Jen Prosek, who heads New York area financial and professional services specialist Prosek Partners, agrees. "President Obama's reelection will undoubtedly have an effect on the financial sector.  If the last four years are any indication, we can expect further financial regulation and industry consolidation.”

Having said that, many of the rules contained in Dodd-Frank, including those related to the Volker rule (which would prevent banks from making proprietary trades with taxpayer-insured capital) have yet to be ratified.

“While the administration focuses on implementing the Dodd Frank Act—only about one-third of the nearly 400 rules required under the law have been finalized—the 113th  Congress will likely focus on passing ‘technical corrections’ legislation that  addresses concerns (such as international implications and other unintended consequences) that the original law may have failed to take into account,” say Howard Opinsky and Claire Koeneman of Hill+Knowlton Strategies.

“These technical corrections will aim to fortify rules to withstand legal scrutiny. Technical corrections will also seek to protect community banks, a favored constituency of both parties, from burdensome regulation and added compliance costs.”

But they say a major rewrite  is  unlikely  given  the  Obama   administration’s  “continued  view  that  tighter regulation of the financial-services sector is needed to prevent what it believes caused the meltdown that threatened the world’s  financial institutions in 2008. But the 113th Congress  could  see  continued  strong  debate  on  provisions  intended  to  end  the government’s ‘Too Big to Fail’ policy.”

If the reelection of President Obama was a disappointment for the financial services sector, the election to the Senate of Elizabeth Warren, architect of the Consumer Financial Protection Bureau— created under Dodd-Frank to address so-called predatory lending practices within the financial services industry—was an even more bitter pill.

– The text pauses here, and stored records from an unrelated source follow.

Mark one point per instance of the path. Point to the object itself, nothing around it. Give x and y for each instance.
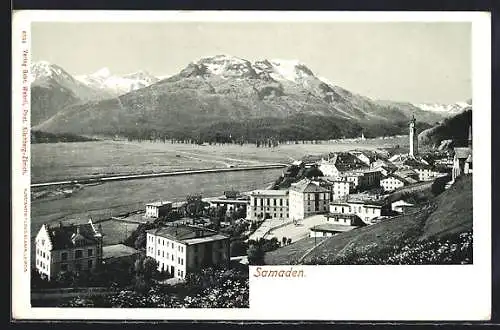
(161, 174)
(299, 231)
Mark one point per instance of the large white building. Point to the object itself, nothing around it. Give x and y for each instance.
(180, 249)
(158, 209)
(338, 188)
(413, 137)
(67, 248)
(338, 164)
(393, 182)
(365, 210)
(307, 198)
(265, 204)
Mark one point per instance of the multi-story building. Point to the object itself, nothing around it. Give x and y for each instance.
(158, 209)
(365, 210)
(338, 188)
(338, 164)
(361, 180)
(393, 182)
(307, 198)
(232, 204)
(180, 249)
(265, 204)
(67, 248)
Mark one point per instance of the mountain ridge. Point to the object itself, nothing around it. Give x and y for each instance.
(222, 88)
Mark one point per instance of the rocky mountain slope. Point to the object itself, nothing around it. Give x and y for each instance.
(117, 85)
(235, 93)
(455, 128)
(446, 109)
(53, 89)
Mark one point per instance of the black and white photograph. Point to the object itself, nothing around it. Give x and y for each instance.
(170, 161)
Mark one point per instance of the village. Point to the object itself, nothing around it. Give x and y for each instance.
(317, 196)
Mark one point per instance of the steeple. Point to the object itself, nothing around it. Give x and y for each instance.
(413, 137)
(470, 137)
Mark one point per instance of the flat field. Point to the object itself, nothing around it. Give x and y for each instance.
(58, 161)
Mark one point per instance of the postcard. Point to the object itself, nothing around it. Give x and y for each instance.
(225, 165)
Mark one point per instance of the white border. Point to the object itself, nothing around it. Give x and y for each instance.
(328, 292)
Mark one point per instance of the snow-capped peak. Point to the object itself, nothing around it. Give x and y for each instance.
(46, 70)
(103, 72)
(117, 85)
(452, 109)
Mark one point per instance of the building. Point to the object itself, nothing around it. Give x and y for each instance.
(363, 180)
(158, 209)
(232, 204)
(338, 164)
(118, 253)
(413, 137)
(67, 248)
(307, 198)
(462, 159)
(364, 209)
(462, 162)
(338, 188)
(265, 204)
(367, 157)
(393, 182)
(401, 206)
(180, 249)
(329, 229)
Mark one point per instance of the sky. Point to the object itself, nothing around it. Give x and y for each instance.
(399, 61)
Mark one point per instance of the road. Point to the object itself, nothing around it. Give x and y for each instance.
(299, 231)
(153, 175)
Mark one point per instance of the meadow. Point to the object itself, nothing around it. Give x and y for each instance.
(58, 161)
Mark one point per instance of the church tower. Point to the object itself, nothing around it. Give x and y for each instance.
(413, 138)
(470, 138)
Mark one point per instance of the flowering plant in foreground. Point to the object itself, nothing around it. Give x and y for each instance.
(455, 249)
(208, 289)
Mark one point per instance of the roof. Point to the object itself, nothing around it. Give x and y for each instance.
(332, 227)
(416, 164)
(182, 233)
(158, 204)
(462, 152)
(397, 177)
(117, 251)
(306, 186)
(229, 201)
(65, 237)
(269, 192)
(401, 203)
(216, 237)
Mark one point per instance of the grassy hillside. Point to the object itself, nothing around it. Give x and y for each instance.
(455, 128)
(440, 232)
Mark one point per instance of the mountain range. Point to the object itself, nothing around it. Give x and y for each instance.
(220, 94)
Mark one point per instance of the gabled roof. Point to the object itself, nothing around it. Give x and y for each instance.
(332, 227)
(462, 152)
(69, 236)
(182, 232)
(306, 186)
(397, 177)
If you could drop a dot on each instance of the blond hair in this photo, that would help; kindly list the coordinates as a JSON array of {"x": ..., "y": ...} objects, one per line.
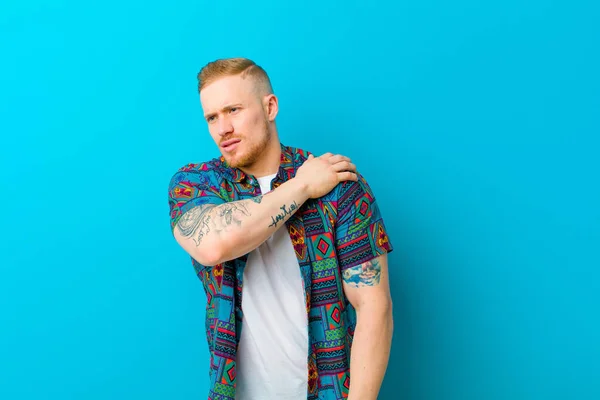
[{"x": 244, "y": 67}]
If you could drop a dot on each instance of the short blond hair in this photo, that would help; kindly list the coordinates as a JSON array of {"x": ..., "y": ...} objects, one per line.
[{"x": 221, "y": 68}]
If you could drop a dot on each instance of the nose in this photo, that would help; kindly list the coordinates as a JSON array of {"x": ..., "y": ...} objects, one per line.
[{"x": 225, "y": 126}]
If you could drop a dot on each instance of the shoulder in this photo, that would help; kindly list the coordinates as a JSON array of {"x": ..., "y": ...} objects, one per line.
[
  {"x": 206, "y": 173},
  {"x": 349, "y": 194}
]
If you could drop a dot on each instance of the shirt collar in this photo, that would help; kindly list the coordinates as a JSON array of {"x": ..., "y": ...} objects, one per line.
[{"x": 290, "y": 161}]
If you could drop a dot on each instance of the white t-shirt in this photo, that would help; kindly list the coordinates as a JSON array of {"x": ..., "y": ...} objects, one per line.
[{"x": 273, "y": 347}]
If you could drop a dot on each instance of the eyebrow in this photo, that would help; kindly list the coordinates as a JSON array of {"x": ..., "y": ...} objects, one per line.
[{"x": 226, "y": 108}]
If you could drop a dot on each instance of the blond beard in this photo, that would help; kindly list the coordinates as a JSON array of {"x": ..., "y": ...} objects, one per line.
[{"x": 253, "y": 153}]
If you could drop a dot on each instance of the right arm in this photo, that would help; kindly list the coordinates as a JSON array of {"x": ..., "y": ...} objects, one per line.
[{"x": 212, "y": 233}]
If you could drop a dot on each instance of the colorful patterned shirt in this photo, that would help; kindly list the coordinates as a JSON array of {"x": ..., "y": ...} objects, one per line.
[{"x": 330, "y": 234}]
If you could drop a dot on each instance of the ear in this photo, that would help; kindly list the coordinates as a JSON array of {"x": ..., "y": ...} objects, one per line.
[{"x": 271, "y": 106}]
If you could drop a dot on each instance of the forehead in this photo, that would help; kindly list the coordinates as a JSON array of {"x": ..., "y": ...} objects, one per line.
[{"x": 226, "y": 91}]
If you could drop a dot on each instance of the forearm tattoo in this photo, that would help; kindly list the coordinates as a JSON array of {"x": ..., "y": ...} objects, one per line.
[
  {"x": 199, "y": 221},
  {"x": 367, "y": 274},
  {"x": 285, "y": 211}
]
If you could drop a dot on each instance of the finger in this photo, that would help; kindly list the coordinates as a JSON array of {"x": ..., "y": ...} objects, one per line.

“With the election of Elizabeth Warren as the junior Senator from Massachusetts, the Democrats’ push to empower the CFPB has likely gained a powerful advocate,” Opinsky and Koeneman say. “Warren’s previous work to help  establish  the  CFPB  will  make  her  a  natural  fit  to  join  the  Senate  Banking Committee and she will certainly be committed to ensuring  the CFPB is armed with significant authority to pursue aggressive measures against any ‘abusive’ practices in the financial services industry.”

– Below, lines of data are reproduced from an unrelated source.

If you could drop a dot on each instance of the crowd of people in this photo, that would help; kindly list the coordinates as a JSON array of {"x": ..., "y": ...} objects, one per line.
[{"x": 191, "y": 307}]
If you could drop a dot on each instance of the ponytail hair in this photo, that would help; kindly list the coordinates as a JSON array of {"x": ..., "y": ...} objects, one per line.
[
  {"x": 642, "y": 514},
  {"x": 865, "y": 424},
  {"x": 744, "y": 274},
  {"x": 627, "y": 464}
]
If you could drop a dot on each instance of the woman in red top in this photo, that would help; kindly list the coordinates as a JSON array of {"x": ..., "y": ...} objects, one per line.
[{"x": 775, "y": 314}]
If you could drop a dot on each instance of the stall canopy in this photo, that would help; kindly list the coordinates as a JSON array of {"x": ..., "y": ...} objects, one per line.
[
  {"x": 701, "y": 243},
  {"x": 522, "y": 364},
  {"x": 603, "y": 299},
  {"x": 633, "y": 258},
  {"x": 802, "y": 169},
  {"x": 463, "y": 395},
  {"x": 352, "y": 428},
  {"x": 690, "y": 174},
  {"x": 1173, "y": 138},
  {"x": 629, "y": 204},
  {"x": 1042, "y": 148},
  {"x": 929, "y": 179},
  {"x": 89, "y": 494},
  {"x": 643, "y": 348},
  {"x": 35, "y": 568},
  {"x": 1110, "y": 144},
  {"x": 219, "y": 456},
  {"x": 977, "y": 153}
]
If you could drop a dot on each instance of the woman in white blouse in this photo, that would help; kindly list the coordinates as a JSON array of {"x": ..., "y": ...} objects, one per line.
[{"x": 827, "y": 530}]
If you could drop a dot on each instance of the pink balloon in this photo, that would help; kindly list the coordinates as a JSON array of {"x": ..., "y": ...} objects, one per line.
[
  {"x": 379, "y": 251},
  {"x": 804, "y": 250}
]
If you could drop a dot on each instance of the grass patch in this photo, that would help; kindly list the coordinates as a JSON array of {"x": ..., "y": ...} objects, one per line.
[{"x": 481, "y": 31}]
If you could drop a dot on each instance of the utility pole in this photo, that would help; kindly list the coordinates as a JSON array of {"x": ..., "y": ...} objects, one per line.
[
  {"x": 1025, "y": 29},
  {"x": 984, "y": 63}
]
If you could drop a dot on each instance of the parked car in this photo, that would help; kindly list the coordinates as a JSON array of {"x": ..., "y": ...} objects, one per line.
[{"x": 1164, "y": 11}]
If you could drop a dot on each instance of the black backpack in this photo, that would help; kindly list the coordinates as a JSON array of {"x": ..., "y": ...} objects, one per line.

The Hill+Knolwton pair also anticipate that the Commodity Futures Trade Commission will likely push for greater transparency in the credit default swap/derivatives trading market and to implement new  reporting requirements for swap transaction data.

The bottom line is that there will be plenty of work for public relations firms specializing in the financial sector.

“This should create new opportunities for the communications industry,  as financial services companies will need to expand or repair their reputations as they interact with new audiences while keeping existing constituencies informed,” says Prosek. “Hedge funds, for example, are still very very new to external communications and marketing, providing an emerging market for communications agencies to serve."

Adds Juarez: “Financial services firms that may have delayed making hard decisions because of regulatory uncertainty will now move forward.  For some this will mean retrenchment and divestitures, while others will see this as an opportune time to grow their business. These decisions will call for expert financial communications advice to present the business case effectively to the financial community.  We are already seeing an uptick in demand for strategic guidance in this area and we expect 2013 will bring further activity in this area of our business.”